Владимир Сергеевич, потерянный и опустошенный, шел пешком домой, хотя идти было не один час. И вдруг, как из засоренного унитаза, все его чувства и эмоции полились наружу, и остановить их нельзя было ничем. Быть может, если бы под рукой был дневник, то свет увидел бы интересную, замысловатую зарисовку, но под рукой был только воздух, да и он улетал, стоило сжать руку в кулак.  Владимир Сергеевич, пребывавший всю жизнь в одиночестве, впервые почувствовал горький привкус своего состояния. Не думать о том, что прелестнейшая Марина сейчас где-то, с другим человеком, не удавалось. Помимо этого, в голове роились мысли о том, что сам Владимир Сергеевич никто и ничто, и ничего не сможет дать этой очаровательной девушке.
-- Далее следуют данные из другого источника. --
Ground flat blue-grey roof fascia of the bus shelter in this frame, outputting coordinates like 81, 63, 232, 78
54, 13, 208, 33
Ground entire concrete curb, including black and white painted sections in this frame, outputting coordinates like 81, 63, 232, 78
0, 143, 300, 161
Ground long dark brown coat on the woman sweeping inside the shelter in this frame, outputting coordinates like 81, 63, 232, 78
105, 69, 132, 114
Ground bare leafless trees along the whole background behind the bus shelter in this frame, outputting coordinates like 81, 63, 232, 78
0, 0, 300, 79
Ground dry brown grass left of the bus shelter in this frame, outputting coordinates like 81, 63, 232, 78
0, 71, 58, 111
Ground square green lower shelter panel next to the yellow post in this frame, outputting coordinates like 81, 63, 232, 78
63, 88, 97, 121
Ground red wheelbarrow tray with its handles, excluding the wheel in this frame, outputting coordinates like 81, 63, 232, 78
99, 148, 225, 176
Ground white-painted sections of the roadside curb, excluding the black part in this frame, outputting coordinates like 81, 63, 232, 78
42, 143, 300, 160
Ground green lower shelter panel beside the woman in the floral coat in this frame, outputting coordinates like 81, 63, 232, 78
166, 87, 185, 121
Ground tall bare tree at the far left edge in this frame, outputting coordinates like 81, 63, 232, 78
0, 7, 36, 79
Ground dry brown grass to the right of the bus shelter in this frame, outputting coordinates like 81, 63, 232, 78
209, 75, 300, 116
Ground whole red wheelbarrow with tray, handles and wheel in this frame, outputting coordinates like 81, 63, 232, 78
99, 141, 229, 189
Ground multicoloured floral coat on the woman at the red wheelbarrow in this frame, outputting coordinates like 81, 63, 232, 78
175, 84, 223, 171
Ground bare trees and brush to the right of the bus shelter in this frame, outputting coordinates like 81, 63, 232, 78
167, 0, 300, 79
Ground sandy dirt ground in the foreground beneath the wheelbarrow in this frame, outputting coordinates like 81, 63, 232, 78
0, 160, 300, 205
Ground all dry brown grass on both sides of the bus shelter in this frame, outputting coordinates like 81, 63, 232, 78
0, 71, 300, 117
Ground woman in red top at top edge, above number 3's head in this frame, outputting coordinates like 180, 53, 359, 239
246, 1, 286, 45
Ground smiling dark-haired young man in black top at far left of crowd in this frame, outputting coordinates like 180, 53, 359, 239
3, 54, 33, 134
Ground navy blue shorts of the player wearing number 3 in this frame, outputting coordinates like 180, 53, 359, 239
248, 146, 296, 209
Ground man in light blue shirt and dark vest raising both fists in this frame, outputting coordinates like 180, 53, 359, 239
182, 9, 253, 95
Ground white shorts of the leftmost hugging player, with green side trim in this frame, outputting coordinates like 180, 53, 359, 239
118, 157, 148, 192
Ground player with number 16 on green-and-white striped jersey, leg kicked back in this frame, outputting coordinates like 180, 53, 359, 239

Но только одного не мог он понять: к чему был этот жест, к чему была эта прогулка?

Владимир Сергеевич впервые увидел в лицо одиночестве, и оно оказалось страшнее, чем писали в книгах. Но он, с высоты своей отчужденности и замкнутости от своих же чувств, не знал, что другие уже давно стали от кого-то там зависимыми, и что страшнее одиночества-то нет ничего, вот и приходится крутить и вертеться, чтобы хоть как-то не быть одному.

Он шел домой медленно, потому что голова гудела, и быстрый темп мог привести к обмороку. То, что раньше казалось ненужным и несуществующим, сейчас топило и убивало, и к концу своего невеселого путешествия Владимир Сергеевич был совершенно опустошен. Он вбежал в свою квартиру, достал старую тетрадь, которую почему-то так долго хранил, и принялся писать, что-то несвязное, что-то неразборчивое. А потом убежал в ванную, держа в руках что-то блестящее, и закрылся изнутри.

Открыть дверь смогли только через неделю, когда на работе забили тревогу, а соседи пожаловались, что Владимира Сергеевича давно не видно по утрам. В квартире стоял зловонный запах, летали мухи и никто, кроме тех, кто был вынужден взламывать дверь, не пожелал надолго задерживаться в квартире. Спасатели увидели действительно ужасную картину: безобразно порезанное горло, чуть ли не изодранное вклочья, полные ужаса полувыкатившиеся глаза и безобразно распахнутый рот.

- Ну и урод, - приствистнул тот, что стоял ближе к Владимиру Сергеевичу. Второй промолчал, но, голову даю на отсечение, он думал так же. Все тело было залито уже высохшей бордовой жидкостью, да и пол ванной был испорчен.

Тело скоро вынесли, предварительно закрыв так, чтобы никто из зевак не смог его увидеть. Следователи, которым было поручено расследовать это негромкое и малоинтересное самоубийство, сразу же наткнулись на запись, которую они понять полностью так и не смогли.

"Марина... Свет в окне погас. Мне страшно, а ты... Мой голос потух, я поник, я мокрый, а ты Марина! Я бежал, слышишь?!
Я шел, я пешком шел, но я же не... Ужасный, такой ужасный, а меня ли простят? Нет. Я совсем не нужен, и все, что было, это лишь... Марина! Твое ли имя так сладко звучало, когда я слышал райские звуки? Я бы верил, что твое, да я давно уже оглох.

Я немею, мои руки уже потеряны, а ты, как там? Ты не узнаешь обо мне, хоть мы и видимся каждый день. Но ты всегда будешь... Трава давно завяла, а я пишу. Я не тот, я совсем уже... Марина... Марина... Марина! Я не умею писать, мне страшно, мое райское создание, мой разум... играет со мной злую шутку. Спасите же меня, я больше не в силах...

То было давно, а сейчас я лишь плод своих же воспоминаний. Забудьте же меня, мы никогда не увидим этот букет вместе, не запоминайте меня..."

Дело закрыли быстро: типичное самоубийство на почве неразделенной любви.

- Малодушный, - говорили одни.

- Несчастный, - причитали другие.

- Каков храбрец, - шептала я, стоя где-то в стороне, держась за собственное горло.